Le deuxième programme politique du PST-POP, datant de 1968, qui était lui-même une version mise à jour du premier, datant de 1959, définit clairement notre Parti comme un Parti de classe :
« Le Parti du Travail est l’unique force politique qui s’oppose réellement au régime capitaliste et à la domination de la bourgeoisie. Il est aussi l’unique parti qui soit fidèle aux principes du socialisme scientifique. Il est le seul parti qui lutte pour une transformation fondamentale de la société, pour la prise de pouvoir par les ouvriers et les paysans, pour une Suisse nouvelle qui mettra le travail à la première place et supprimera l’exploitation de l’homme par l’homme, la crainte du lendemain, la peur du chômage, de la maladie, de la vieillesse. Le Parti du Travail joue donc dans la politique suisse un rôle nécessaire et irremplaçable.
Le Parti du Travail est l’héritier des meilleures traditions démocratiques et progressistes du mouvement ouvrier suisse et de l’esprit humaniste de notre peuple. Il a groupé dans ses rangs depuis 1944 les communistes, les socialistes et les sans parti qui avaient uni leurs forces avant et pendant la seconde guerre mondiale pour lutter dans notre pays contre le fascisme et la guerre et contre la réaction.

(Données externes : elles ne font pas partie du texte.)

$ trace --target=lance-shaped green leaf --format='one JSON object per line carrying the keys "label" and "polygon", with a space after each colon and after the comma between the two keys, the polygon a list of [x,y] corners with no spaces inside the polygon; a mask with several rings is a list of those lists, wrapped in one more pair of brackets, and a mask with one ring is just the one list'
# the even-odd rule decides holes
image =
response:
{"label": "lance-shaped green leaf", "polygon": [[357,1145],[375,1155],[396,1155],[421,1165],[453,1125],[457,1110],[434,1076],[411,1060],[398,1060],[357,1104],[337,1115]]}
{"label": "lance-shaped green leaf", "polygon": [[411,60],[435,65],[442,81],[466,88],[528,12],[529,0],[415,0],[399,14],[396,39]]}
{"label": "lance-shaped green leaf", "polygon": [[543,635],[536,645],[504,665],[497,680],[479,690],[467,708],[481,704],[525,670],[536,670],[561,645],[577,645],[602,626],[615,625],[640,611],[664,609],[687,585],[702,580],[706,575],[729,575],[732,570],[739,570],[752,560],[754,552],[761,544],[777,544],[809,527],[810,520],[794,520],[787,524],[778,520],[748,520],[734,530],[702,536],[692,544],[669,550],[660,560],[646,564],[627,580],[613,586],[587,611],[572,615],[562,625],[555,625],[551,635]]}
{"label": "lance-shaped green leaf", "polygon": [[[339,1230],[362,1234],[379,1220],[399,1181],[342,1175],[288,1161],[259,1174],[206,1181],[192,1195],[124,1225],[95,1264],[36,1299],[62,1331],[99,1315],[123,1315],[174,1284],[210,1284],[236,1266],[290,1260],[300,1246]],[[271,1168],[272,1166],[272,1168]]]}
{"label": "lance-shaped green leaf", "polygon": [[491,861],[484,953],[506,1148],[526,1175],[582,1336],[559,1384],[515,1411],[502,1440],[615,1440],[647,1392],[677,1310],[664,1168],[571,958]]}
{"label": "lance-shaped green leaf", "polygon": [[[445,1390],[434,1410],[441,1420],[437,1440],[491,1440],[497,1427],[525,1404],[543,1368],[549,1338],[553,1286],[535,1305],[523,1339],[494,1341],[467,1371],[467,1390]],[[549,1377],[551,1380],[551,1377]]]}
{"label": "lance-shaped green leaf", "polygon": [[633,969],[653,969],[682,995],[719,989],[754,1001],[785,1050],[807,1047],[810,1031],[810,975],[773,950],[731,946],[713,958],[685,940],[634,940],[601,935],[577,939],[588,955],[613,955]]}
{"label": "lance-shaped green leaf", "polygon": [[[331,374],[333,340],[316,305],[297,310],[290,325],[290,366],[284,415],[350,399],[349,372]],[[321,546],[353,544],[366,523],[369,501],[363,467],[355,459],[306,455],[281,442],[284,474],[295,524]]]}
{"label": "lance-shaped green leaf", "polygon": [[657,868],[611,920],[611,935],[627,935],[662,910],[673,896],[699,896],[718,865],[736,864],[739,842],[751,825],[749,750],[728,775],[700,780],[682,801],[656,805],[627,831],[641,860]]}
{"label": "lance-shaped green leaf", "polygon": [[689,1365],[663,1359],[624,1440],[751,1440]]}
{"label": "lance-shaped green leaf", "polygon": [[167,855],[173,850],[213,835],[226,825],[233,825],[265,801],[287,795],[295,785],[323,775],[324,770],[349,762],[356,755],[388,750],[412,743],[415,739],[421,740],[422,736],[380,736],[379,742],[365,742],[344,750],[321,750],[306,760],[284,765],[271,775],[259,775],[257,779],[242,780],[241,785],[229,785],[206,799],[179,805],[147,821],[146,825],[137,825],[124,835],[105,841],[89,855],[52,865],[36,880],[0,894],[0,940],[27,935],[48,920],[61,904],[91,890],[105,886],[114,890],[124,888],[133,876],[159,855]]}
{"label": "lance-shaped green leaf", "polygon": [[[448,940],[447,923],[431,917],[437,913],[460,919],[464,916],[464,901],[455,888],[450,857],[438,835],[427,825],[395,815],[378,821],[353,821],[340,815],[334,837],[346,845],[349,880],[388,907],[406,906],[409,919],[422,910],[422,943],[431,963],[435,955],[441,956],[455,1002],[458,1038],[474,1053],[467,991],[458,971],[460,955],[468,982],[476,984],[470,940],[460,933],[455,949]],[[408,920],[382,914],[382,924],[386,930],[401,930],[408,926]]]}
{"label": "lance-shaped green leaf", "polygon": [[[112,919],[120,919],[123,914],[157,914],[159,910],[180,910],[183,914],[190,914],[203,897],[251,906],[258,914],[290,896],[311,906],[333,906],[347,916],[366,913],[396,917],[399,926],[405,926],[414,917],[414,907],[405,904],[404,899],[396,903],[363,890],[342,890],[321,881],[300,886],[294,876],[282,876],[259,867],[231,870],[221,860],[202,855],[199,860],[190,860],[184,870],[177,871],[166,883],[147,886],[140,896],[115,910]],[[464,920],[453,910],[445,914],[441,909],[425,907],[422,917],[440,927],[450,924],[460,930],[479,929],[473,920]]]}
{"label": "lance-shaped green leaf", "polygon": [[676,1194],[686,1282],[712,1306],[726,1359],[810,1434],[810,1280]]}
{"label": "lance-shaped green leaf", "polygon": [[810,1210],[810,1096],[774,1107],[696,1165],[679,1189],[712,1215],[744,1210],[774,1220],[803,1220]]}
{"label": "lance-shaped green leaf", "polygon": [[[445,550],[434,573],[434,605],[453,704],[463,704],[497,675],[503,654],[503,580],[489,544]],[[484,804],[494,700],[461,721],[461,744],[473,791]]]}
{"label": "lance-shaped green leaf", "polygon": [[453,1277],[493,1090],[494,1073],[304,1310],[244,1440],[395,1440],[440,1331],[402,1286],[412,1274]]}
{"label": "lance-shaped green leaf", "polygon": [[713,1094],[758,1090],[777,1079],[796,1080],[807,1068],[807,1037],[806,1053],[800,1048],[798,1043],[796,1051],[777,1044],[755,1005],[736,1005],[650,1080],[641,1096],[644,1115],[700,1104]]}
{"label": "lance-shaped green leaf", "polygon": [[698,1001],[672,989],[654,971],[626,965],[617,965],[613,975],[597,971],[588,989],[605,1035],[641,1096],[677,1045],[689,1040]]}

Le Parti du Travail est une communauté où se sont librement associés pour la lutte politique des citoyens et des citoyennes animés des mêmes convictions, des socialistes et des communistes. Il est le détachement le plus conscient et le plus discipliné des classes laborieuses ».
Pour l’essentiel, cette définition demeure juste aujourd’hui. Le tout est que le Parti soit à la hauteur de cette définition. C’est un combat de tous les jours que d’y parvenir.
Un des objectifs majeurs adoptés par le XXIVème Congrès du PST-POP était d’organiser notre Parti en tant que Parti des travailleuses et travailleurs. Quelques pas ont été réalisés en ce sens, comme la constitution d’un département syndical fonctionnel dans ses instances nationales, l’adoption d’une résolution pour une campagne pour la réduction du temps de travail par le Comité central, et une participation active du Parti au mouvement de lutte des travailleuses et travailleurs de la construction. L’organisation du Parti sur les lieux de travail, et pas uniquement sur une base territoriale, reste en revanche un objectif encore lointain. Un sondage auprès de nos membres a aussi montré qu’ils sont, pour plus de la moitié d’entre eux, fonctionnaires ou enseignants. Un grand travail reste à faire pour que notre Parti devienne réellement celui des travailleuses et travailleurs de notre pays.
Mais qu’est-ce que cela signifie, un parti de classe, un parti de la classe ouvrière ? L’incipit du Manifeste du Parti communiste est bien connu : « L’histoire de toute société jusqu’à nos jours n’a été que l’histoire de la lutte des classes ».
Ce qui est moins généralement compris, c’est que cette thèse, si elle n’est pas manifestement fausse, recouvre une théorie générale du conflit social, dans toutes ses dimensions, et pas uniquement l’affrontement direct entre classes dominantes et classes opprimées. La contradiction fondamentale de toute formation sociale est celle opposant les deux classes, respectivement exploiteuse et exploitée, de son mode de production dominant : pour une société capitaliste, la contradiction entre bourgeoisie et prolétariat. La lutte de classe, c’est avant tout l’opposition irréductible, antagonique, entre ces deux classes. Mais c’est aussi le combat pour leurs intérêts d’autres classes, héritées du passé, ou bien produites par le mode de production dominant, et les alliances, provisoires ou temporaires que celles-ci concluent avec, respectivement, la bourgeoisie et le prolétariat : anciennement la noblesse féodale, la petite bourgeoisie, l’encadrement, et peut-être d’autres. La lutte des classes, c’est aussi la lutte pour l’hégémonie entre classes dominantes, et la lutte internationale de différentes bourgeoisies nationales pour des débouchés commerciaux, le contrôle de matières premières, de marchés, de zones d’influences…C’est aussi la lutte de pays du Sud global pour se libérer des chaînes du néocolonialisme et de l’échange inégal, pour un développement endogène – en ce cas la question sociale peut prendre une forme principalement nationale. La lutte des classes recouvre également la lutte des femmes pour mettre fin à une division sociale du travail inégale, un système patriarcal construit à leur détriment. La lutte des classes recouvre certainement d’autres contradictions objectives encore.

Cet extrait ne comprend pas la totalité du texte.